Apra119 commented 1 year ago

@juliuspf, thank you for the reply. Yes, I have a look at #1382, and It is similar. However, If possible, I would like to request this feature of the structure of the data (Time series, cross-sectional and panel) can be determined when we open a new data. I apologize for any inconvenience due to the request.

juliuspfadt commented 1 year ago

No need to apologize. I will adjust the title and contemplate whose expertise this falls under

Apra119 commented 1 year ago

Thank you for your kind attention

anschmieg commented 11 months ago

Hello @juliuspfadt and @JorisGoosen,

please apologize the annoyance, but I would like to inquire about the progress regarding this. As a fellow economist the issue is highly relevant for me, and as of now I would say it is one of the main reasons I have to stick with gretl over JASP.

I would appreciate an update on whether, and when to expect such a feature.

Thanks and kind regards

EJWagenmakers commented 11 months ago

We have three new parttime programmers on board (courtesy of the Utrecht University) and if I am not mistaken this was one of the issues that they were going to fix together with @JorisGoosen , right?

JorisGoosen commented 11 months ago

Is this related to the support for long dataformat? https://github.com/jasp-stats/jasp-issues/issues/33

Because that would indeed be upcoming in the shortterm

Apra119 commented 11 months ago

No, panel data is not the same as long data format. Panel data, also known as longitudinal data or cross-sectional time series data, is a type of dataset that includes observations on multiple entities (such as individuals, firms, or countries) over multiple time periods. Each entity is observed repeatedly over time, resulting in a structured dataset with both cross-sectional and time-series dimensions.Panel data allows for the analysis of both within-entity (cross-sectional) and across-entity (time-series) variations, making it useful for studying individual and aggregate behavior, as well as examining the effects of policies or interventions over time.
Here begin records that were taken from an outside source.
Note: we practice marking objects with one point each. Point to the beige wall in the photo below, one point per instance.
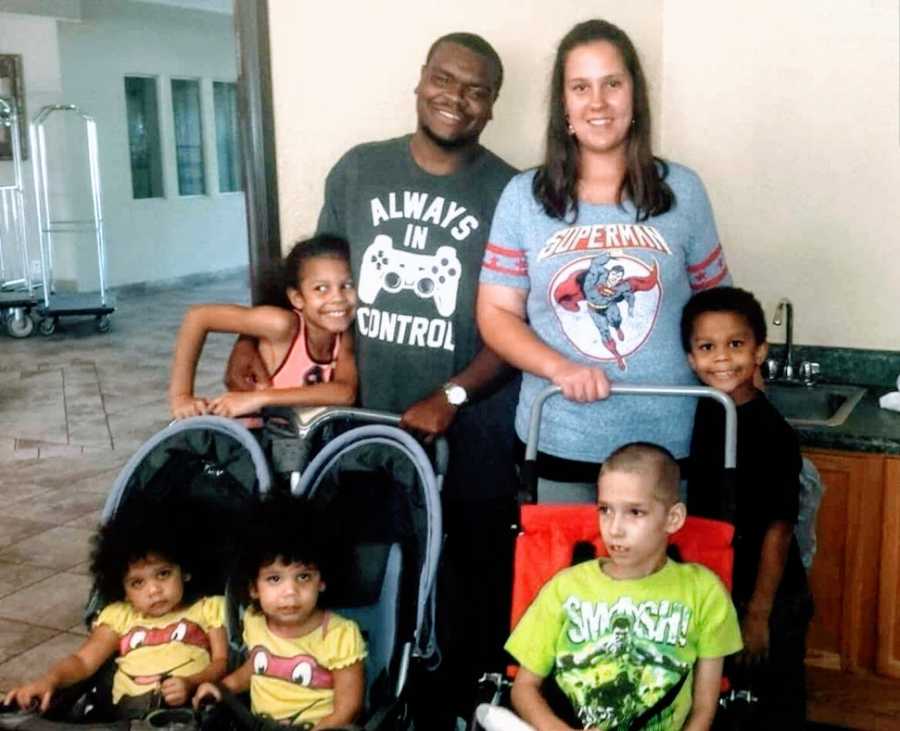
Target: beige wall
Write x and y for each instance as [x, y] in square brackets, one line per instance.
[789, 110]
[344, 73]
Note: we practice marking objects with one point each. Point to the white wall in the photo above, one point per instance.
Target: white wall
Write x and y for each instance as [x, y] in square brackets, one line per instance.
[789, 110]
[344, 73]
[161, 238]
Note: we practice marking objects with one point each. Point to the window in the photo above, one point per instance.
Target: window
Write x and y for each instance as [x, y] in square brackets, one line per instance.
[227, 138]
[142, 112]
[188, 137]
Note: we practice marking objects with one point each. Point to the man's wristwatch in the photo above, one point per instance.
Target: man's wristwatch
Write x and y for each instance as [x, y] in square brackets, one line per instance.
[456, 394]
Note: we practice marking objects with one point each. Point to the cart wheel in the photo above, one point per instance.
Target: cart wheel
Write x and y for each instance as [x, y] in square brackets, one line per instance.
[21, 326]
[47, 326]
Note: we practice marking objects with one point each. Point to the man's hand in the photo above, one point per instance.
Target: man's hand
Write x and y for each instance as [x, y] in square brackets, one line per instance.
[237, 403]
[245, 370]
[206, 691]
[755, 630]
[186, 406]
[431, 416]
[38, 692]
[175, 691]
[581, 383]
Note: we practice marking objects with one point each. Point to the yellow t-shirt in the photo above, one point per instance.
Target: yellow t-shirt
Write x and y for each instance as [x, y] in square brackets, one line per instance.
[292, 678]
[176, 644]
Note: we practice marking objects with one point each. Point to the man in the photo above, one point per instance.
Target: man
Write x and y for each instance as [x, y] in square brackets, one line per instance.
[417, 212]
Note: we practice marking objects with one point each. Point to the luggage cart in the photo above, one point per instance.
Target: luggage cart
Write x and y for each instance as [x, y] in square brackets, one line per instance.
[100, 304]
[16, 289]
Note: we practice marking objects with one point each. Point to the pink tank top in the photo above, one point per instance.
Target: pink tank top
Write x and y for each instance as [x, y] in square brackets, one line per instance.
[298, 367]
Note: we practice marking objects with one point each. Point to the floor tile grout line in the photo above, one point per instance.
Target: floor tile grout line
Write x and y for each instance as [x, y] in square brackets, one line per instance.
[62, 372]
[112, 443]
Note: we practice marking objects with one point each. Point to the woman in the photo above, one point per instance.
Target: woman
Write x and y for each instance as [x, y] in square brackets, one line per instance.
[590, 260]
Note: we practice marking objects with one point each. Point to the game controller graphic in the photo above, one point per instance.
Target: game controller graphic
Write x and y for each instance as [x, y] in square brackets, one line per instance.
[435, 275]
On the other hand, long data format refers to a specific way of organizing data within a panel data structure. In the long data format, each observation is represented as a separate row, with variables indicating the entity, time period, and corresponding values. This format is often used when transforming panel data into a format suitable for certain statistical analyses or modeling techniques.
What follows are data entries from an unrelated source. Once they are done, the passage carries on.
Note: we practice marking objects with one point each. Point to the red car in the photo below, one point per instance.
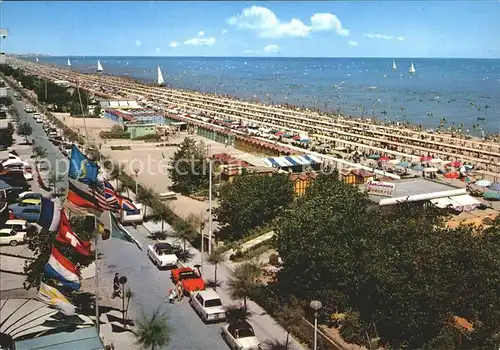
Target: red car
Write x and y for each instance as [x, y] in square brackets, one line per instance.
[191, 281]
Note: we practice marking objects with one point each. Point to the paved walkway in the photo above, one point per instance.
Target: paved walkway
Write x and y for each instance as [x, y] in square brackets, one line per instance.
[266, 328]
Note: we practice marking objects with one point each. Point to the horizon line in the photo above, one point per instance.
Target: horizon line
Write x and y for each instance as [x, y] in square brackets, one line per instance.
[253, 56]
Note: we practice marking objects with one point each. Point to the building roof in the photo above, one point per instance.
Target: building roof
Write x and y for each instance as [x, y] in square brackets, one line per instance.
[80, 339]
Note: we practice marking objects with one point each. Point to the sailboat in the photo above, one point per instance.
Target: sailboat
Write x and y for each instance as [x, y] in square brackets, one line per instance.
[412, 69]
[160, 77]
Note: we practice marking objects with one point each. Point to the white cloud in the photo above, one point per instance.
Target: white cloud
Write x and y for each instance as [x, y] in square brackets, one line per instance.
[271, 48]
[383, 36]
[251, 52]
[326, 22]
[267, 25]
[200, 41]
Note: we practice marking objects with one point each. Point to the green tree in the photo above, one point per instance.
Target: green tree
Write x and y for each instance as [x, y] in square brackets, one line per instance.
[187, 231]
[215, 258]
[40, 243]
[189, 168]
[250, 201]
[24, 130]
[153, 331]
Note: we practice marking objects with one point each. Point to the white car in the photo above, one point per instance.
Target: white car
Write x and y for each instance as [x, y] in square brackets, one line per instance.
[240, 336]
[162, 254]
[208, 305]
[9, 236]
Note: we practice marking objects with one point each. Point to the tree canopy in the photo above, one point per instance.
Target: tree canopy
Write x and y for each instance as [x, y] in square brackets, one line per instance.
[401, 268]
[189, 168]
[250, 201]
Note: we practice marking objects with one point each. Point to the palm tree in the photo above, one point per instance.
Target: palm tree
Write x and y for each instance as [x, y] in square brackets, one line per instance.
[289, 317]
[244, 281]
[145, 196]
[153, 331]
[215, 258]
[186, 232]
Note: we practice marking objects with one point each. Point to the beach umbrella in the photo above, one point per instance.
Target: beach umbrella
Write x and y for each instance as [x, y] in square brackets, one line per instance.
[492, 196]
[465, 168]
[483, 183]
[495, 187]
[452, 175]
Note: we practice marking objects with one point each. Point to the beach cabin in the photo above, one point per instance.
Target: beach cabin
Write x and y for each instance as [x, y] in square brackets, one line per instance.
[356, 176]
[140, 130]
[302, 181]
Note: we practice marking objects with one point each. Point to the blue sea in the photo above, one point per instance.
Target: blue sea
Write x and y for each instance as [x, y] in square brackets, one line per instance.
[463, 91]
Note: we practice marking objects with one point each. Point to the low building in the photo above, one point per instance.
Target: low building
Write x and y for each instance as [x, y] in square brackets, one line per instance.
[302, 181]
[140, 130]
[356, 176]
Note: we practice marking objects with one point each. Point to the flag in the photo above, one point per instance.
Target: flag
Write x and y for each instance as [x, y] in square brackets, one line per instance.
[82, 168]
[67, 236]
[40, 181]
[98, 191]
[50, 215]
[60, 268]
[126, 204]
[80, 199]
[110, 227]
[51, 296]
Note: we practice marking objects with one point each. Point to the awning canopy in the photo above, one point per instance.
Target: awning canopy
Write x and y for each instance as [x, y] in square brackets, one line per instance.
[289, 161]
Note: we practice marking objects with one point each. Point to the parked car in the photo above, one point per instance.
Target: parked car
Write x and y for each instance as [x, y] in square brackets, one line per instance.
[9, 236]
[27, 210]
[191, 281]
[240, 335]
[162, 254]
[208, 305]
[19, 225]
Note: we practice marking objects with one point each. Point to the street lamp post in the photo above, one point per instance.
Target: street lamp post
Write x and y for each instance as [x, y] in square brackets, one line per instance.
[315, 305]
[136, 172]
[122, 281]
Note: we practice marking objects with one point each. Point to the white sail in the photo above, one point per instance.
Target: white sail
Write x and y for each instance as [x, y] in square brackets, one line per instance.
[412, 69]
[160, 77]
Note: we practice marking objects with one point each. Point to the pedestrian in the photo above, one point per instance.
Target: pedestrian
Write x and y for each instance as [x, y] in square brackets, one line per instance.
[180, 291]
[116, 286]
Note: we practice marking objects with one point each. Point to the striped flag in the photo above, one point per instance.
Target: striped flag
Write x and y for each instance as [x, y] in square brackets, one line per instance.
[67, 236]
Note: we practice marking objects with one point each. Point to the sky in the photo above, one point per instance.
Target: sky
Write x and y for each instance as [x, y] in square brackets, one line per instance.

In summary, panel data refers to the type of dataset that includes observations on multiple entities over time (a type of data that includes both cross-sectional and time-series dimensions), while long data format is a specific way of organizing data within a panel data structure.

Note: the above answer based on ai and web....
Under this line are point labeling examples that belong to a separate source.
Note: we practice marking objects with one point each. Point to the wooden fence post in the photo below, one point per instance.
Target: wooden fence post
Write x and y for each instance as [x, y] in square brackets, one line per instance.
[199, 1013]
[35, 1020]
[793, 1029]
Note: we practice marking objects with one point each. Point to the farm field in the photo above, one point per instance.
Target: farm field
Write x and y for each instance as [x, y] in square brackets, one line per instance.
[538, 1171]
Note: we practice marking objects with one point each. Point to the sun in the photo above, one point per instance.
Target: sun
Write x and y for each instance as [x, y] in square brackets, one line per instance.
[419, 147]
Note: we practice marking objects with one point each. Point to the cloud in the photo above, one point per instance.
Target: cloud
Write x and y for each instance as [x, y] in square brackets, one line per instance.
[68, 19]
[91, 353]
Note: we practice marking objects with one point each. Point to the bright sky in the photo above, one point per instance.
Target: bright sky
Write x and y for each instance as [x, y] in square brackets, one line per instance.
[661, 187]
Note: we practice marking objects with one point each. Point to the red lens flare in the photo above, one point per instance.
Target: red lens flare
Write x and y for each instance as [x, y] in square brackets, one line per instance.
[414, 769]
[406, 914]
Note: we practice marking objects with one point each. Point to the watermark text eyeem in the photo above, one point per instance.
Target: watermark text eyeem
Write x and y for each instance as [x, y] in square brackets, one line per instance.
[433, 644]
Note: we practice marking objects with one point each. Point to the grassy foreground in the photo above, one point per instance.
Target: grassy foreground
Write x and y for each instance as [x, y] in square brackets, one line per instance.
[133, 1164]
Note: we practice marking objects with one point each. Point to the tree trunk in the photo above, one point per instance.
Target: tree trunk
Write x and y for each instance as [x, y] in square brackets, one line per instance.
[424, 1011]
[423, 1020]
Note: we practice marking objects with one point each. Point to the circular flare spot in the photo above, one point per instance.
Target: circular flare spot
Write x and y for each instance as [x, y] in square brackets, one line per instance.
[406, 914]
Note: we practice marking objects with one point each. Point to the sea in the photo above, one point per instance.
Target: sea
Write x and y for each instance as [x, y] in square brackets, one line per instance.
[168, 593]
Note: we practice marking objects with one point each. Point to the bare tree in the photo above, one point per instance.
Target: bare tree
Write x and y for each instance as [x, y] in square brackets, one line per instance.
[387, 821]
Time series, cross-section and panel data, analysis are higghly in use for social science specifically for economics, business, finance and accounting.

Yes, similar to @schmiega, we use Gretl to do those dataset analysis. It has initial menu for user to classify type of data either time-series, cross-section or panel data.

JorisGoosen commented 11 months ago

Allright, well, im not sure if this is the "AI" or @Apra119 but in any case, the issue specifically says:

Additional context Panel data also known as long format dataset.

???

EJWagenmakers commented 11 months ago

Background: https://www.aptech.com/blog/introduction-to-the-fundamentals-of-panel-data/#:~:text=Panel%20data%20is%20a%20collection,people%2C%20countries%2C%20and%20companies.

Apra119 commented 11 months ago

Thank you, I am sorry I do not know so much about the meaning of long data format. I might be wrong However, according to the link provided by @EJWagenmakers it is said panel data can be in the form of both long data and wide data format (under subtitle of "Wide and Long Panel Datasets")

Most importantly, Panel Data can be balanced and unbalanced dataset. In the fields of economics, banking, finance, and accounting research, it is quite common to work with unbalanced panel datasets, which means that the number of observations for each entity may vary across the time periods

Typically, when working with panel datasets, it is necessary to designate or generate an "ID" or "group" column and a "time" or "period" column. This allows other statistical software such as Stata and R to determine whether the data is balanced (with consistent observations for each entity over time) or unbalanced (with varying observations for each entity over time). Within the context of panel data analysis, the time dimension can be represented at various frequencies, including monthly, quarterly, and yearly intervals.